My husband and I have been married for almost nine years. He was diagnosed as a child with ADHD, but not by a specialist, by his mother, and was never treated. He was treated for depression and Tourette Syndrome. He has been recently diagnosed with ADHD as an adult and is receiving treatment. Yesterday we met with the specialist and he should be starting his new medication tomorrow. I am hopeful and anxiously awaiting a change. At the clinic I bought the book The ADHD Effect on Marriage. How I wish I had found this book long ago.
I have been so tired, angry, frustrated, lonely and ANGRY. I told my husband a few years ago I felt like I was dying inside. I tried to tell him why. I felt like I was married to a rock.
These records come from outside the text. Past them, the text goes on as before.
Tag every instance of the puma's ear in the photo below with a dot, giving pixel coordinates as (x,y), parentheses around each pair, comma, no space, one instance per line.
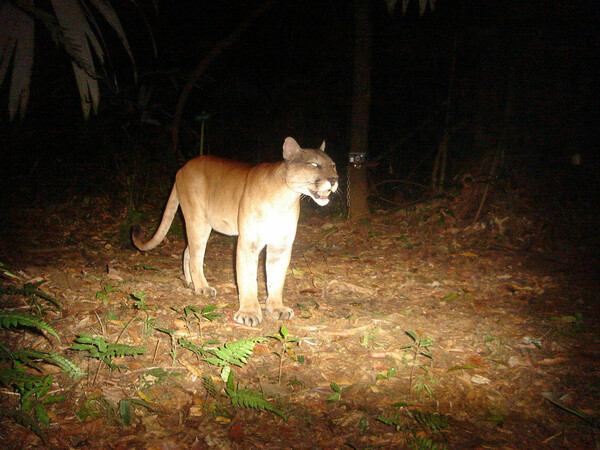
(290,148)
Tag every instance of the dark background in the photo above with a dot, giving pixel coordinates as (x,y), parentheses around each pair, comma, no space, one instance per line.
(290,73)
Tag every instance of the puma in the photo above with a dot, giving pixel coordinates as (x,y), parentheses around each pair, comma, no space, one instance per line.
(258,203)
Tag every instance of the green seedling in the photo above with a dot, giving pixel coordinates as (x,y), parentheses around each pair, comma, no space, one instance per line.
(287,348)
(337,392)
(248,398)
(99,348)
(193,314)
(233,353)
(390,373)
(419,348)
(367,338)
(197,350)
(103,295)
(171,334)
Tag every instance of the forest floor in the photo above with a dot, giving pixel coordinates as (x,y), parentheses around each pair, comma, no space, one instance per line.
(413,329)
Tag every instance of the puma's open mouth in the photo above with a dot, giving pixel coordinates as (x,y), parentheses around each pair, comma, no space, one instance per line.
(320,197)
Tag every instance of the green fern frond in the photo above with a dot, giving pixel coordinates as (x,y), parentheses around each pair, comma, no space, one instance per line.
(117,350)
(10,319)
(251,399)
(429,421)
(234,353)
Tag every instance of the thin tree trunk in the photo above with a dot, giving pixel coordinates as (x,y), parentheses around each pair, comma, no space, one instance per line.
(358,189)
(203,65)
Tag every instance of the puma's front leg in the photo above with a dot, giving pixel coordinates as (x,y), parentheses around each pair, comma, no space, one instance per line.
(246,268)
(278,260)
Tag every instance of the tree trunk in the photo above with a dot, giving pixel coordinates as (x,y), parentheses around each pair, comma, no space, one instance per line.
(358,189)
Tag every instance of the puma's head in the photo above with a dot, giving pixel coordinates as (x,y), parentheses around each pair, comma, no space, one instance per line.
(310,172)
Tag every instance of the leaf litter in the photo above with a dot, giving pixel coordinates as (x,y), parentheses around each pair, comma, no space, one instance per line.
(405,333)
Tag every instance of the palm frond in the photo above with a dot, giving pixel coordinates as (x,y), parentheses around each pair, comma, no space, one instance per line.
(16,44)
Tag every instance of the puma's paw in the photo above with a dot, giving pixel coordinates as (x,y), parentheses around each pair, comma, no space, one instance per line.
(280,313)
(249,318)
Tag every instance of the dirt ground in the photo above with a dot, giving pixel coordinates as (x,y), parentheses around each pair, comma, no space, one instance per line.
(413,329)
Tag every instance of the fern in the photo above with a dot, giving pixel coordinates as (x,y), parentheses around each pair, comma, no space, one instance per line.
(10,319)
(248,398)
(251,399)
(234,353)
(99,348)
(210,386)
(429,421)
(65,364)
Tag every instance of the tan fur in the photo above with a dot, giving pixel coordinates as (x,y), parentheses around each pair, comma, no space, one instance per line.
(261,204)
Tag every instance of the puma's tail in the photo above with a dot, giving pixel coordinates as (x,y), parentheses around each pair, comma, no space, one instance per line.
(163,228)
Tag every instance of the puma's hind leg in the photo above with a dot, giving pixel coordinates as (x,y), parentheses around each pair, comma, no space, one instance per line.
(193,260)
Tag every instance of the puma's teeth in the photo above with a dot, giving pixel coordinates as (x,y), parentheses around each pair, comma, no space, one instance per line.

A man with no emotion, no interest in anything, someone so laid back it drove me crazy, no opinions about anything. I realize now it was his ADHD. We've had talks over the years about my feelings. To the point where I was ready to leave. I know he hated the way he was making me feel. I hated the way I was making him feel. I eventually gave up trying to talk to him. Knowing that talking would just make things worse. He would feel awful, depressed and helpless at wanting to change but not knowing how. So I suffered inside. All the things that bothered me still bothered me, but I would no longer mention them. The book mentions how some spouses give in to verbal abuse to get their mates to pay attention to them. I suffered verbal abuse from my father growing up so that was never an option for me. I would never subject someone I love to that. I did verbally abuse him in my mind though. I feel really awful about it. I'm sure it must have come across in my body language somehow. He recently said he had given up on getting any physical affection from me for years now. He attributed it to me just not being an affectionate person, maybe something to do with my father growing up or not seeing affection between my parents. But I think I was so angry at him most of the time I couldn't bear to show him affection. But he didn't know that. What was the point in telling him. It's not like it would make any difference.
But...I'm hopeful that things will get better. Finally, he is getting the treatment he needs. I want him to feel better. It's not just about me. Perhaps I have been selfish in thinking that way. He needs this for himself most importantly.